Does light from steady sources bear any observable imprint of the dispersive intergalactic medium?

TL;DR

This paper investigates whether light from steady sources shows observable effects of the dispersive intergalactic medium, concluding that classical pulses are necessary for dispersion detection and proposing phase measurement as a promising method.

Contribution

It clarifies the conditions under which dispersive effects can be observed in incoherent light and introduces phase measurement techniques for detecting intergalactic dispersion signatures.

Findings

Classical pulses are required for dispersive broadening detection.

Quantum treatment shows individual photons are not susceptible to dispersion.

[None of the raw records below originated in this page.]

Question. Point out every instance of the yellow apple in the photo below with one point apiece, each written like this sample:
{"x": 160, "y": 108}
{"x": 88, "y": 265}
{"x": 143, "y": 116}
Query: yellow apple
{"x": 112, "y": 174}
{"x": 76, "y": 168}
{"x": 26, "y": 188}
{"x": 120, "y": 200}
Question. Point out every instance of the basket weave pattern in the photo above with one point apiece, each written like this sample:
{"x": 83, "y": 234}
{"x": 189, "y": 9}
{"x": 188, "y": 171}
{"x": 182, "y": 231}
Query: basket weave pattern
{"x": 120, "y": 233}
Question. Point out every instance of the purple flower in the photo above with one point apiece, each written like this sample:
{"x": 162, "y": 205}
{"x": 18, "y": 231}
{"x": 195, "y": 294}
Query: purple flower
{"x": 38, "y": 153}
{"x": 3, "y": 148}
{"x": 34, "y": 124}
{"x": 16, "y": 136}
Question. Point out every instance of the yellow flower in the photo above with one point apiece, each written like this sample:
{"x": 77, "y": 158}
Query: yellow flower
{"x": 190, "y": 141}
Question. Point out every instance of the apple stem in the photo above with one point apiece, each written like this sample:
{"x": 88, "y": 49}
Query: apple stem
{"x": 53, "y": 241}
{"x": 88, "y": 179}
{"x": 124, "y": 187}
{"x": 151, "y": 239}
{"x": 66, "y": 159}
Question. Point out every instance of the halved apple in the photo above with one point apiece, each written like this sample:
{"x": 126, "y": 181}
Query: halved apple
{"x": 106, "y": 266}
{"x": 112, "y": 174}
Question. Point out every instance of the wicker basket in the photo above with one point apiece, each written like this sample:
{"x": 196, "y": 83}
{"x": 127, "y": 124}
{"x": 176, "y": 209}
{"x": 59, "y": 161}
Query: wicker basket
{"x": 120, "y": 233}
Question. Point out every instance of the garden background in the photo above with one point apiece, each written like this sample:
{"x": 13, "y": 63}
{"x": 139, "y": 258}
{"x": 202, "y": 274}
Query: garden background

Phase measurement of radio waves can reveal dispersion signatures.

Abstract

There has recently been some interest in the prospect of detecting ionized intergalactic baryons by examining the properties of incoherent light from background cosmological sources, namely quasars. Although the paper by \cite{lieu13} proposed a way forward, it was refuted by the later theoretical work of \cite{hir14} and observational study of \cite{hal16}. In this paper we investigated in detail the manner in which incoherent radiation passes through a dispersive medium both from the frameworks of classical and quantum electrodynamics, which led us to conclude that the premise of \cite{lieu13} would only work if the pulses involved are genuinely classical ones involving many photons per pulse, but unfortunately each photon must not be treated as a pulse that is susceptible to dispersive broadening. We are nevertheless able to change the tone of the paper at this juncture, by pointing out that because current technology allows one to measure the phase of individual modes of radio waves from a distant source, the most reliable way of obtaining irrefutable evidence of dispersion, namely via the detection of its unique signature of a quadratic spectral phase, may well be already accessible. We demonstrate how this technique is only applied to measure the column density of the ionized intergalactic medium.